Bill, you seem rather young, based on your posts. Which means you are idealistic and trusting of whatever entity agrees with you. It comes with the territory of being young it seems (didn’t used to be that way). Try this on for size: Question everything, even your own beliefs. Youth used to be really good at this. Not so much anymore.
Very nice to read the good Dr Meier’s description of their procedures. I suspect he only scratched the surface, of what people can use that data for; and I’m not going to prejudge the value of knowing.
My ex Navy contact says they know a whole bunch about that ice, that they are not about to tell anybody; which is fine with me. But he did say that on average all over the whole area about one metre thickness is about typical; that’s also about the thickest that the Navy likes to surface through unless they have to.
But given how it gets moved around by wind and tide, and seas, I’m sure it cracks and buckles, and piles up into some quite thick local areas; but not like Antarctic sheets.
And when it melts each summer, the water below sucks a whole 18-20 ppm of CO2 out of the atmosphere above the arctic ocean; how cool is that.
So much for the 200 year CO2 residence time BS that the MMGWCCers try to feed us. In any case; an IR photon needs about one millisecond to escape to 300 km from the surface; so it only needs to encounter one H2O or CO2 molecule on that journey to get captured; so the GHG only needs to be there for the same one msec. So nuts to those who say they don’t count water vapor, because it is removed from the atmosphere quickly. It’s actually very slow compared to the needed one msec encounter time.
George
@Marc (16:28:35) :
You wrote: “It’s wonderful to have Dr. Walt to help clarify things. Thanks.

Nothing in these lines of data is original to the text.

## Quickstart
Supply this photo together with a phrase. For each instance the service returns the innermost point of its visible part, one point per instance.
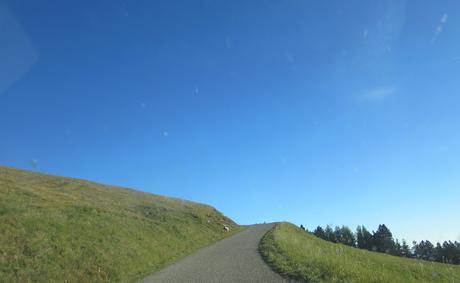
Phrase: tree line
(382, 241)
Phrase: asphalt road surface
(233, 259)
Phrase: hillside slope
(299, 255)
(56, 228)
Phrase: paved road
(234, 259)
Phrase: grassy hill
(299, 255)
(64, 229)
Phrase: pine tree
(364, 238)
(383, 239)
(319, 232)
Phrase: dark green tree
(363, 238)
(345, 236)
(405, 250)
(319, 232)
(383, 240)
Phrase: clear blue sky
(345, 112)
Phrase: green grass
(299, 255)
(64, 229)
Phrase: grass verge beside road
(299, 255)
(64, 229)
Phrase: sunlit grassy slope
(299, 255)
(58, 229)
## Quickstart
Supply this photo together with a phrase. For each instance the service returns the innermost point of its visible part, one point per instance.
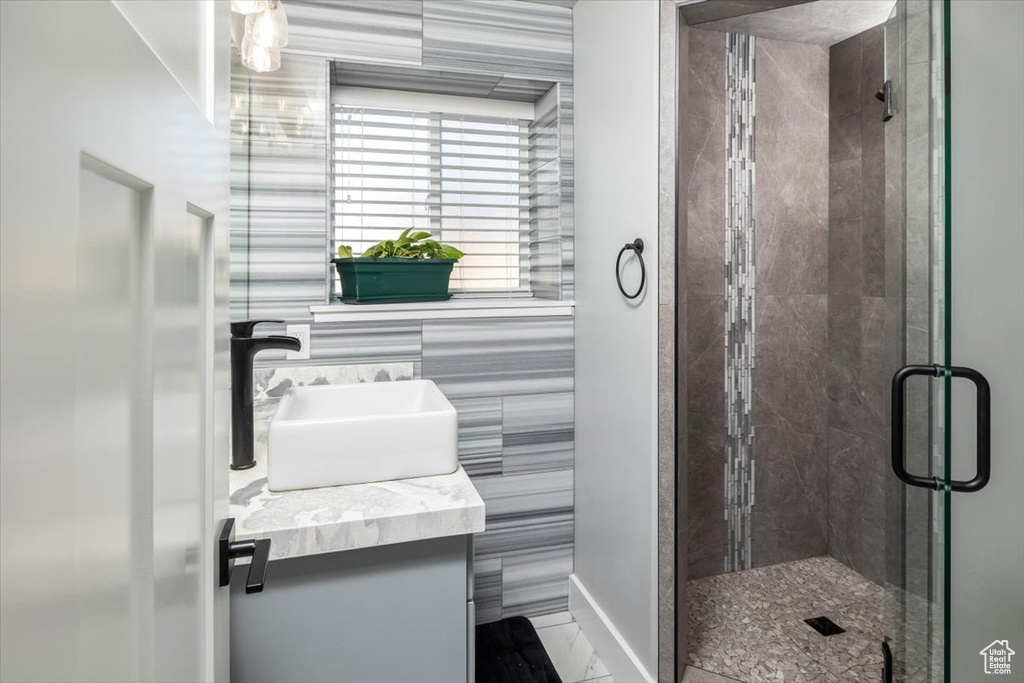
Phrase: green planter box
(393, 280)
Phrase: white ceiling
(820, 22)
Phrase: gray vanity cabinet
(389, 613)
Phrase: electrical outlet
(300, 332)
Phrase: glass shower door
(918, 496)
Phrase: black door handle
(229, 550)
(984, 420)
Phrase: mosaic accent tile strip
(496, 357)
(545, 189)
(538, 433)
(739, 283)
(516, 50)
(270, 383)
(750, 625)
(510, 379)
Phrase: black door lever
(229, 550)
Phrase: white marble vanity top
(326, 520)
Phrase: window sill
(454, 308)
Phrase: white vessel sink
(354, 433)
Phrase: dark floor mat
(510, 651)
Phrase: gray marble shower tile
(844, 136)
(844, 330)
(361, 30)
(270, 382)
(707, 76)
(525, 512)
(290, 104)
(479, 435)
(792, 352)
(875, 370)
(499, 36)
(706, 161)
(495, 357)
(845, 200)
(349, 342)
(872, 55)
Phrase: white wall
(615, 71)
(988, 327)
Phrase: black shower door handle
(984, 421)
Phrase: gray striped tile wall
(510, 379)
(282, 208)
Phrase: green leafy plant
(409, 245)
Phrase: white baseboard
(616, 654)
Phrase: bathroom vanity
(366, 583)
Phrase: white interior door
(114, 399)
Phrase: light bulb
(249, 6)
(268, 28)
(258, 58)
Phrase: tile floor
(569, 650)
(749, 626)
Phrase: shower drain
(824, 626)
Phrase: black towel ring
(637, 248)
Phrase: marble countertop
(325, 520)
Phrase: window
(464, 177)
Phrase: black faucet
(244, 347)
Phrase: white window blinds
(464, 178)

I did a little looking on the Kovacsice Drilling Equipment site and found this page http://www.kovacsicedrillingequipment.com/publications/ and the “Handbook for Community-Based Sea Ice Monitoring” PDF. It has the logo of the National Snow and Ice Data Center on it. It appears to show a striking difference in how sea ice is to measure and the reports from Catlin. […]”

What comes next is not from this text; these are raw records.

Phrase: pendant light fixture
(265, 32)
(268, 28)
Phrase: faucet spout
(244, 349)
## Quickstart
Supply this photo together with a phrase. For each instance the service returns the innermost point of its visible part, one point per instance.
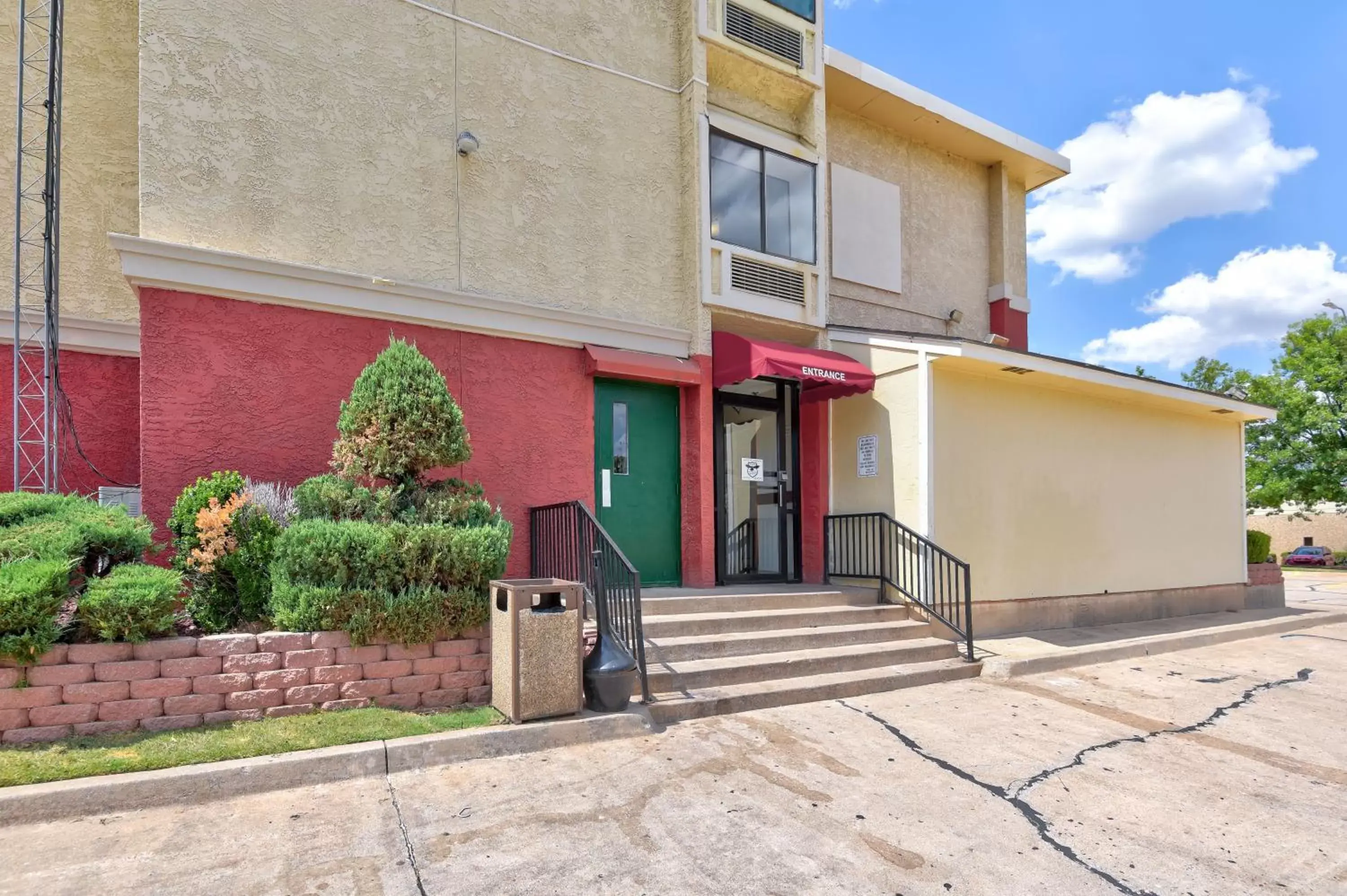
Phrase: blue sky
(1264, 120)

Thanks for that link. It answered one of my questions. It looks to me that if the ice is reasonably flat top and bottom, the measurement precision appears to be about +/- 1cm and maybe a tad better than that.
Now if you carefully record the location of the hole on the arctic ice using GPS well, in three to four days you’ll have no clue where that hole went due to ice drift. Ah well.